十兵衛がたくましい前足で、顔を覆いながら静かに泣きはじめた。しもぶくれはやさしい目つきでそれをながめると、口を開いた。 

「でも、僕も苦しみましたが、十兵衛も同様に苦しみました。十兵衛は何も悪くないのに、僕らのためにたくさん、本当にたくさん苦しんでくれました。だから、もういいんです。僕らはこうやって今も二匹で生きています。その事実を僕は受け止めて生きています」

 しもぶくれはそこまで言うと、サクラの木の方に体を向けた。

「そんなある日、鳥たちがこのサクラの木のことを噂していました。歩くことを夢見ている、おかしな木がいる、と。毎日、毎日、無駄な努力を続けているバカな木がいる、と。そしてカピンチョさんや、モリオさんのことも耳にしました。そのサクラの木のことを聞いたとき、僕はサクラの木と、自分を重ね合わせました。もし僕がサクラの木として生まれていたのなら、きっと同じことをしただろうと思い、僕の胸は高鳴りました。決められた自分の運命を自分で変えようとしている、なんとかしてやろうと日々もがいている、と。そして、僕はそのサクラの木に一目会いたくて、十兵衛と共にやってきたのです」

 しもぶくれは話し終えると、ほっとしたような顔つきで、サクラの木を見上げた。

 満月を背負ったサクラの木は、夜風に葉をゆらしながら、堂々と立っていた。

「そうか、色々と大変だったんだな」

 オレがそうつぶやいたとき、ふいにサクラの木の枝がぐっとしなった。

 オレは「ん?」と思いながら、サクラの木を見上げると、夜空に一直線に伸びた幹が、ギギーッときしむような音を立てて、動きはじめた。

「おお……まさか……」

 しもぶくれはさっとオレの背中に飛び乗ると、ちょこまかと動きながら、頭の上に登りつめた。
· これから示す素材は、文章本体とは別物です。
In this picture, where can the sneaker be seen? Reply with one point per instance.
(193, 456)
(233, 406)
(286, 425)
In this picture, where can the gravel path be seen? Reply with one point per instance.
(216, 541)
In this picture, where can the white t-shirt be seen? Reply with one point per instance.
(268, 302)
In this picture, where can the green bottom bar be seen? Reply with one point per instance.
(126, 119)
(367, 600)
 サクラの木は満月の白い明かりを浴びながら、体をゆらしはじめた。地面がモコモコとうねり、サクラの木の根がいっせいに動き出す。

「どうしたの、サクラの木?」

 カピンチョが幹の根元から出てきた。カピンチョは、オレとしもぶくれたちに気がつくと、首をかしげながらやってきた。
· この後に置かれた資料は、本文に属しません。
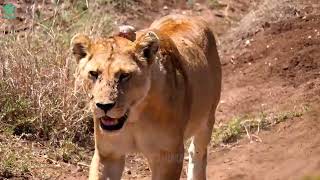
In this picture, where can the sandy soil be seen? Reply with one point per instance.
(270, 53)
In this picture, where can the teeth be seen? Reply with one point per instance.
(109, 122)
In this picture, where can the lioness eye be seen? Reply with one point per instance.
(94, 74)
(124, 77)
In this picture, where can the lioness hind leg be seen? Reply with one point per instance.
(110, 168)
(198, 153)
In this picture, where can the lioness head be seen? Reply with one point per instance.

「なあ、サクラの木と、このしもぶくれは、似たもの同士だぜ」

 オレがカピンチョに言うと、カピンチョは何も言わずに、しもぶくれを見た。

 サクラの木は、今までで一番激しく、その体をゆすっていた。地面に立っていられないほどに、あたりはゆれ動いた。

突然のゆれに驚いた鳥たちが、バサバサと羽音をたてて、飛び去っていく。

「すごい! すごい! これは絶対に歩けるぞ! がんばれ、がんばれ!」

 しもぶくれがオレの頭の上で叫んだ。十兵衛も、あっけにとられたようにサクラの木をながめている。

 サクラの木は斜めに体を傾け、根を大地から引き抜こうと、体をゆすり続けた。